Sementara harga jual listrik berbasis sampah kota menggunakan teknologi ”zero waste” ditetapkan Rp 1.050 per kWh jika terinterkoneksi pada tegangan menengah dan Rp 1.398 per kWh jika terinterkoneksi pada tegangan menengah. ”Zero waste” merupakan teknologi pengelolaan sampah sehingga terjadi penurunan volume sampah yang signifikan melalui proses terintegrasi dengan gasifikasi atau insinerator dan anaerob.

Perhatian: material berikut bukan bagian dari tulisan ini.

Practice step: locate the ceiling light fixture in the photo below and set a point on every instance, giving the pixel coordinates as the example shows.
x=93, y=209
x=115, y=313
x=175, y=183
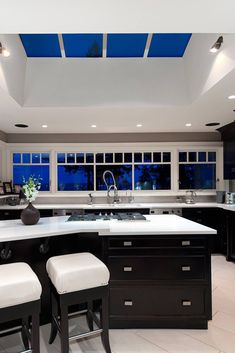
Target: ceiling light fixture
x=212, y=124
x=21, y=126
x=4, y=51
x=216, y=46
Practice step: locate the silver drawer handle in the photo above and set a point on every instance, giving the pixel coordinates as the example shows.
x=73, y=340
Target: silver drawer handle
x=186, y=303
x=127, y=243
x=128, y=303
x=185, y=242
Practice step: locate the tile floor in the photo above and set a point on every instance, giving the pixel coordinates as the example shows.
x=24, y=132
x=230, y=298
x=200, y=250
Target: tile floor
x=219, y=338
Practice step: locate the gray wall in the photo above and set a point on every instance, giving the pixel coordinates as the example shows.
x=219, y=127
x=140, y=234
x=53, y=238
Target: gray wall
x=113, y=138
x=3, y=136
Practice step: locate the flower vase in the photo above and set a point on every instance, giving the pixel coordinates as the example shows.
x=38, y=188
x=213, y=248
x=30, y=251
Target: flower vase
x=30, y=215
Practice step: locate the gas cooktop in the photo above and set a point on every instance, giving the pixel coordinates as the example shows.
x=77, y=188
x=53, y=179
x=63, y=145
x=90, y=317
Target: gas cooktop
x=131, y=216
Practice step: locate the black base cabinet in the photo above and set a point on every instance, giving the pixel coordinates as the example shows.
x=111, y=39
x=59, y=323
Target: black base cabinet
x=156, y=281
x=214, y=218
x=159, y=281
x=230, y=221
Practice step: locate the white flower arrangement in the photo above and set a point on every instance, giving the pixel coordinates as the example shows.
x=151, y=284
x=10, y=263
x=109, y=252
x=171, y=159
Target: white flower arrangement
x=31, y=188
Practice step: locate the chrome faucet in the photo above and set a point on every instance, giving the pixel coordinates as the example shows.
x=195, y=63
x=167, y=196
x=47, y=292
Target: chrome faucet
x=113, y=187
x=91, y=198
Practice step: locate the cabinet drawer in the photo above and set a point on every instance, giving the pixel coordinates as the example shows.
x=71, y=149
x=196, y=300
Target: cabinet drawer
x=157, y=301
x=157, y=268
x=156, y=242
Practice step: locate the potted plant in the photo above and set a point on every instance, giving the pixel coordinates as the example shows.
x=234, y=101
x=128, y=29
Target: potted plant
x=31, y=215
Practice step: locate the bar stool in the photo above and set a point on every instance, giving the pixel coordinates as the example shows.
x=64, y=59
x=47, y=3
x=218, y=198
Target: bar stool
x=77, y=279
x=20, y=292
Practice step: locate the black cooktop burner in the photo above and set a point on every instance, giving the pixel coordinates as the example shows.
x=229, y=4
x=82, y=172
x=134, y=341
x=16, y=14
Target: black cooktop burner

Kepala Divisi Energi Baru Terbarukan PT PLN Mohamad Sofyan mengatakan, pihaknya mendukung penetapan harga listrik berbasis biomassa dan sampah kota oleh pemerintah. Apalagi, saat ini biaya penyediaan listrik jika memakai bahan bakar minyak Rp 2.300 per kWh. Selama ini, penetapan harga listrik berbasis biomassa berdasarkan negosiasi bisnis. Harga jual listrik di TPSA Bantar Gebang, misalnya, baru Rp 820 per kWh.

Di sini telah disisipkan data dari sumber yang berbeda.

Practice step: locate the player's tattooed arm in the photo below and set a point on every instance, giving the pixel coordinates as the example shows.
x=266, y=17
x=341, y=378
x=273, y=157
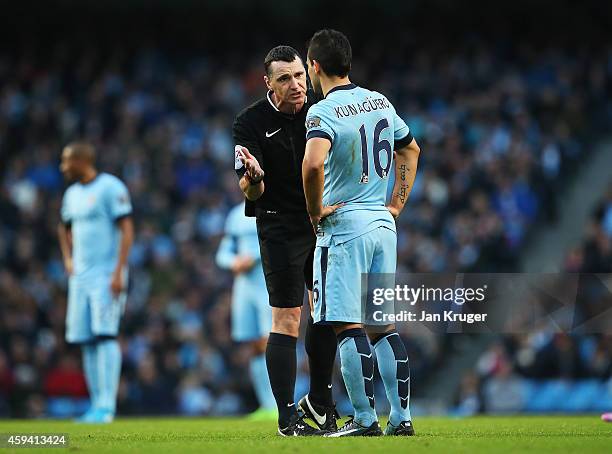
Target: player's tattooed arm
x=64, y=234
x=126, y=227
x=406, y=160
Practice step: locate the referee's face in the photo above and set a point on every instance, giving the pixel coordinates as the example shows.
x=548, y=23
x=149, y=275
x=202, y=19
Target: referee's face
x=288, y=82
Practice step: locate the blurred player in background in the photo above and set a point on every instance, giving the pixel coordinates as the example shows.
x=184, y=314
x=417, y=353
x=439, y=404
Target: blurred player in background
x=352, y=135
x=251, y=313
x=95, y=236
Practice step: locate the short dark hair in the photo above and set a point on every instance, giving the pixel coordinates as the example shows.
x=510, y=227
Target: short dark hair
x=332, y=50
x=81, y=149
x=280, y=53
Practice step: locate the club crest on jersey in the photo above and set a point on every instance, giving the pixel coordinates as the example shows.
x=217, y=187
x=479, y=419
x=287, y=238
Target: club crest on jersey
x=312, y=122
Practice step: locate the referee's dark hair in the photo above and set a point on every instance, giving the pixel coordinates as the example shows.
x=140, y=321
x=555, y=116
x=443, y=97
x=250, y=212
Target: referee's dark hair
x=332, y=50
x=280, y=53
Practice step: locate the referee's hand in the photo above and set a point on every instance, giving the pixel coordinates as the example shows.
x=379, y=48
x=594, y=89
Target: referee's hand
x=253, y=169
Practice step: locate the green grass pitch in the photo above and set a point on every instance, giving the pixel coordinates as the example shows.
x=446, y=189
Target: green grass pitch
x=537, y=434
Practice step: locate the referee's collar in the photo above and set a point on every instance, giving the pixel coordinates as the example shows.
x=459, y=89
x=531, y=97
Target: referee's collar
x=341, y=87
x=269, y=96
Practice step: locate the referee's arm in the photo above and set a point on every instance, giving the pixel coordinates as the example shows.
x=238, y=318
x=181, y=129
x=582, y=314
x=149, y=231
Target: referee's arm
x=244, y=137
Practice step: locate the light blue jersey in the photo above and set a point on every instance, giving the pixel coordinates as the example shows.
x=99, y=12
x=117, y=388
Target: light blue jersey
x=363, y=128
x=92, y=210
x=251, y=312
x=359, y=239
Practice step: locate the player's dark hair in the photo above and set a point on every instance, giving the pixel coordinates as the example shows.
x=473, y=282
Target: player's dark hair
x=332, y=50
x=280, y=53
x=82, y=150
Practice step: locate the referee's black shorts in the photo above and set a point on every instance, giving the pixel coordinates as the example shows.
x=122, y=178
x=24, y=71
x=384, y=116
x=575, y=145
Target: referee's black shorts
x=287, y=243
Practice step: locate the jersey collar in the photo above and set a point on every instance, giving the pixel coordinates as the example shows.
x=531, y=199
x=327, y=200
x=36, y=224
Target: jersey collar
x=341, y=87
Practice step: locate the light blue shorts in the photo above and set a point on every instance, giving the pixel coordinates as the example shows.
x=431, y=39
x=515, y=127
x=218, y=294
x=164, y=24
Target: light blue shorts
x=251, y=312
x=340, y=275
x=92, y=309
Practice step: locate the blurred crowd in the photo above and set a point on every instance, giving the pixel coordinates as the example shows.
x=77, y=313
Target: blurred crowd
x=501, y=129
x=544, y=371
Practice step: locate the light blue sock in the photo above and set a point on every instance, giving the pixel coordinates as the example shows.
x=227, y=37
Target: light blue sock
x=358, y=373
x=394, y=369
x=261, y=382
x=109, y=371
x=90, y=367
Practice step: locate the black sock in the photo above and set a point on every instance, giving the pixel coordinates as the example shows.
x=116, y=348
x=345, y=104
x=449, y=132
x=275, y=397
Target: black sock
x=321, y=345
x=282, y=366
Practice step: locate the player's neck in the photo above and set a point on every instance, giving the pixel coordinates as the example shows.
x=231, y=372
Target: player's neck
x=328, y=84
x=88, y=176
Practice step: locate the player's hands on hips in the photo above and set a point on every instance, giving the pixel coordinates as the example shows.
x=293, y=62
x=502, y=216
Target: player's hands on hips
x=116, y=283
x=68, y=266
x=315, y=219
x=253, y=169
x=394, y=211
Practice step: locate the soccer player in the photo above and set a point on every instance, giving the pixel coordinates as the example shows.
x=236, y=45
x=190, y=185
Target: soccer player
x=95, y=236
x=251, y=313
x=270, y=136
x=352, y=137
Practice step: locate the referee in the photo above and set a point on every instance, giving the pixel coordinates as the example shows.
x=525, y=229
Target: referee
x=270, y=138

Sejumlah pemerintah daerah mulai menjajaki kerja sama dengan pelaku usaha pengolahan sampah untuk mengantisipasi pemberlakuan UU tentang pengolahan sampah. Studi mengenai potensi tenaga listrik berbasis biogas dari sampah dilaksanakan di Bandung, Jawa Barat, dan Surabaya, Jawa Timur. Pemerintah Kota Surabaya, misalnya, berencana mengolah sampah di TPA Benowo dengan volume sampah 2.562 ton per hari mulai tahun ini dengan menggandeng PT Navigat Organic Energy Indonesia.

”Agar proyek pengolahan sampah berjalan baik dan layak secara ekonomi, pemda perlu mengalokasikan biaya pengelolaan dan volume sampah minimal 800 ton per hari. Karena itu, pemda-pemda sebaiknya membangun TPA regional sehingga kami dapat mengolah sampah dengan baik dan dapat menghasilkan tenaga listrik untuk dijual dan mengembalikan biaya investasi,” kata Budiman.

Tentu perlu komitmen kuat pemerintah dan kesadaran masyarakat untuk mengolah sampah agar sampah memberi manfaat secara ekonomi, sehat bagi masyarakat, dan aman bagi lingkungan. Dengan menggunakan teknologi, sampah juga dapat menjadi tenaga listrik yang menerangi jutaan penduduk.